Feifel, D., Dadiomov, D., & C. Lee, K. (2020). Safety of repeated administration of parenteral ketamine for depression. Pharmaceuticals13(7), 151. https://doi.org/10.3390/ph13070151

Drozdz SJ, et al. “Ketamine Assisted Psychotherapy: A Systematic Narrative Review of the Literature”. J Pain Res. 2022 Jun 15;15:1691-1706. 

SUMMARY: Ketamine Assisted Psychotherapy (KAP) can improve and prolong reductions in pain, anxiety, depression and substance use. This “meta-study” reviewed 17 articles covering 603 patients with a variety of conditions integrating psychotherapy before, during or after ketamine medicine sessions. Positive results were found for clients with Major Depressive Disorder (MDD), Obsessive-Compulsive Disorder (OCD), Post-Traumatic Stress Disorder (PTSD), Substance Use Disorders (SUD), mixed diagnosis clients and chronic pain. Overall, the authors found that “higher-doses of ketamine, more frequent KAP sessions, and longer durations of psychotherapy increase the efficacy and durability of improvements within patients with a range of disorders. 

Dore J., et al. “Ketamine Assisted Psychotherapy (KAP): Patient Demographics, Clinical Data and Outcomes in Three Large Practices Administering Ketamine with Psychotherapy”. Journal of Psychoactive Drugs. 2019. 

SUMMARY: Ketamine in combination with psychotherapy can be an effective treatment for depression and anxiety. A large study of 235 clients across three clinics that integrate psychotherapy before, during, and after ketamine sessions found significant improvements. Clients had a variety of conditions including Depression, PTSD, co-occurring Substance Use Disorders, Bipolar I and II depressive phases, OCD, and psychological coping difficulties with physical or life-threatening illness. The study found that clients had more success in treatment if they began with more severe symptoms, had developmental trauma (cPTSD), or were older. The number of sessions varied widely (1-25), and those who engaged in more sessions found higher benefits. The paper describes the qualities of ketamine’s unique “non-ordinary state” of consciousness in depth and its utility for the therapeutic process. 

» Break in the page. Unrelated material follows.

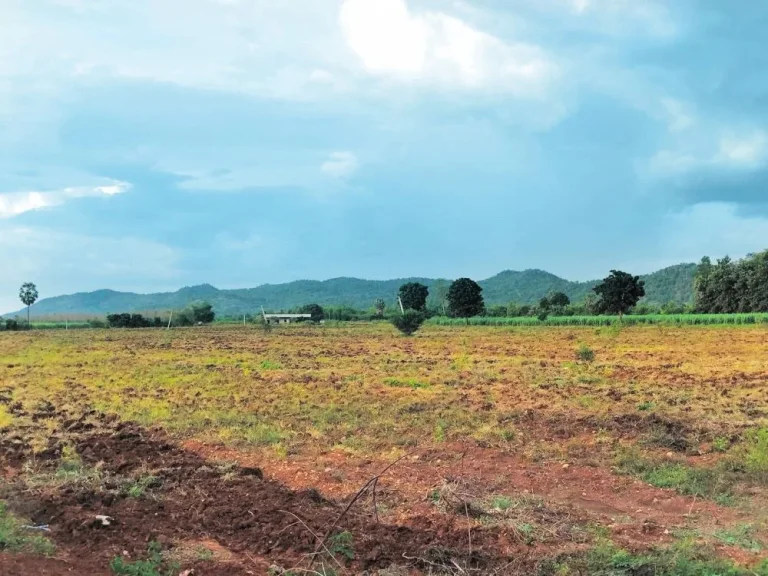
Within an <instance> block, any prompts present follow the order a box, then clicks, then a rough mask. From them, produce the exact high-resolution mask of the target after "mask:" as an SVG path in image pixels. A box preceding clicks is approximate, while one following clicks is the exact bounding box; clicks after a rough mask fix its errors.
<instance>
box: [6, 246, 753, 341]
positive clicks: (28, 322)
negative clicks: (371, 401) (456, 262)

Wilkinson, ST, et al. “Cognitive Behavioral Therapy to Sustain the Antidepressant Effects of Ketamine in Treatment-Resistant Depression: A Randomized Clinical Trial”. Psychother Psychosom 2021;90:318–327.

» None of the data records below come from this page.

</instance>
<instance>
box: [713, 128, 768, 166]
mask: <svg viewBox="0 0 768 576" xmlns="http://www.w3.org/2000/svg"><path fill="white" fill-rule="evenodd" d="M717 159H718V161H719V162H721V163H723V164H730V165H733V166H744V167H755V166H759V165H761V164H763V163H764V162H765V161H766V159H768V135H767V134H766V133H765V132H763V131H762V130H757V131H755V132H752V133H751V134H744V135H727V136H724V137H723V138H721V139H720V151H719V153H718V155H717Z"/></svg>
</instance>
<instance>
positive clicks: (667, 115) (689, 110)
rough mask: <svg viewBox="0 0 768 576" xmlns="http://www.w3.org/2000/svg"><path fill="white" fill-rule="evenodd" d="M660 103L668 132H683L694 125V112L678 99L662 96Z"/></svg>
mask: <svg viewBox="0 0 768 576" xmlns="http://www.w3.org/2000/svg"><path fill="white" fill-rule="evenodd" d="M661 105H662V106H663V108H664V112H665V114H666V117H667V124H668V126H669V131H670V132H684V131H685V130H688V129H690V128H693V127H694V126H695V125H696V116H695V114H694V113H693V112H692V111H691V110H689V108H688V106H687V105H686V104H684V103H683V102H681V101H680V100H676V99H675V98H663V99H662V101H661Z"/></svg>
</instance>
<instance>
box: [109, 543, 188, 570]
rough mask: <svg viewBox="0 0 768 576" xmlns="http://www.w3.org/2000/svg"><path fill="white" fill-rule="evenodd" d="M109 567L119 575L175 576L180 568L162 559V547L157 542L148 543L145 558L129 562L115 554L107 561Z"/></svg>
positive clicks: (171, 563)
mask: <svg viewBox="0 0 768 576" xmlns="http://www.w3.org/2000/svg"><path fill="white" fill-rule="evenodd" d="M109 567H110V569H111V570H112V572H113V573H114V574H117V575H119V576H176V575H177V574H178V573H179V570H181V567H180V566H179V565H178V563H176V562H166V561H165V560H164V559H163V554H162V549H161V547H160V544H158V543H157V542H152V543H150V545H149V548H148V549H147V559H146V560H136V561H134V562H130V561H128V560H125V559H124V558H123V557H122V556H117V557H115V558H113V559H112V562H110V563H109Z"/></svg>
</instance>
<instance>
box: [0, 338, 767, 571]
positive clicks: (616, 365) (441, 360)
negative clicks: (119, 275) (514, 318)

SUMMARY: Clients who engage in Cognitive Behavioral Therapy (CBT) after an initiation series of six infusions are more likely to sustain their symptom relief than those who do not. Clients whose symptoms responded to the infusion series engaged in CBT therapy for 2x a week for 2 weeks and then weekly for 15 more weeks. Clients who engaged in CBT had better outcomes at week 17 than those who did not engage in CBT, with a moderate to large effect size.

 

Smith Apple-doorn SY, et al. “Maintenance ketamine treatment for depression: a systematic review of efficacy, safety, and tolerability.” Lancet Psychiatry. 2022; 9: 907–21. 

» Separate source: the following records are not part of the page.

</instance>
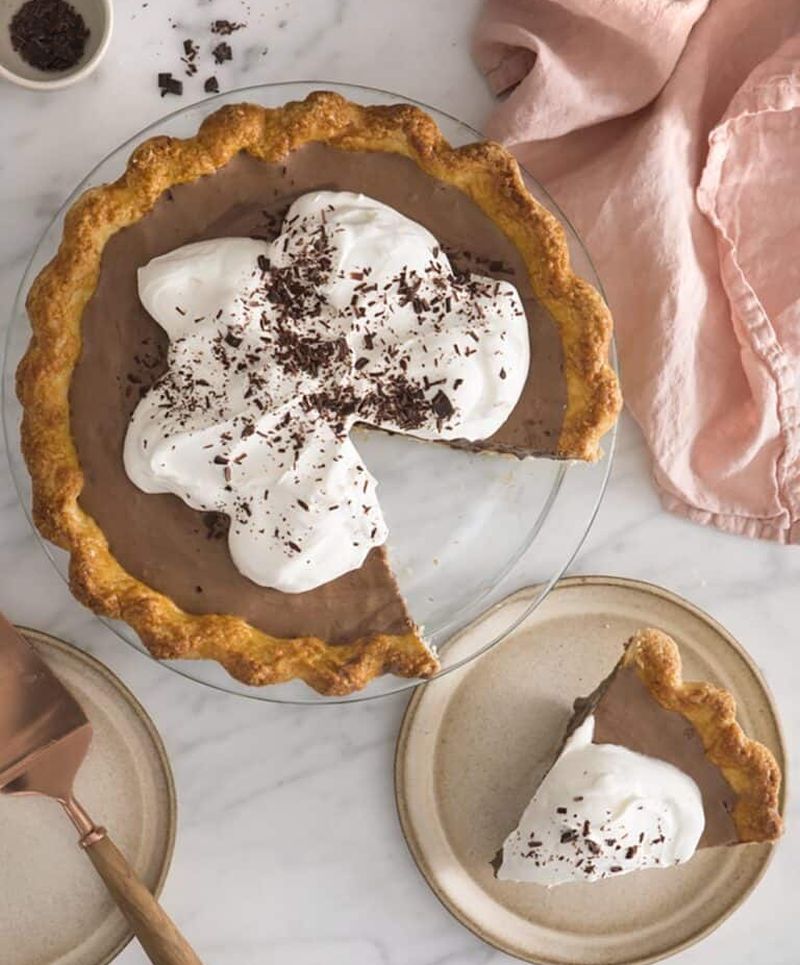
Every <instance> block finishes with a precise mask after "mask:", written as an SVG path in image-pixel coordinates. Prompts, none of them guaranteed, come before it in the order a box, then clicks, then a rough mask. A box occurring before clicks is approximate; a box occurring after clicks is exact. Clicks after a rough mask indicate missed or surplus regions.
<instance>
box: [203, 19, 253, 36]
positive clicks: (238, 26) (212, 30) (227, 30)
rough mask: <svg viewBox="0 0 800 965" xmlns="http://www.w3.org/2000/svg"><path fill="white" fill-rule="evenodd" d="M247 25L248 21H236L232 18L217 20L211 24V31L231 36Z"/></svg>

SUMMARY: The first major review (meta-study) of research on maintenance ketamine, covering 45 articles with a total of 1495 patients. The review analyzed clients who had achieved initial remission from depression from an initiation series of ketamine going on to receive maintenance treatment. Studies included a diverse range of treatment with varying routes of administration (infusions, oral, etc), and varying frequency (from daily to every three months). They found rates of clients sustaining remission from depression ranged from 21%-100% at 6 months and up to 1 year. The authors found the initial results of maintenance ketamine promising; many of these results were found with clients with treatment resistant depression and even those with non-treatment resistant depression have a 23% relapse rate with conventional treatment. The authors also found the safety profile of maintenance ketamine similar to short term treatment, with serious adverse events being very uncommon.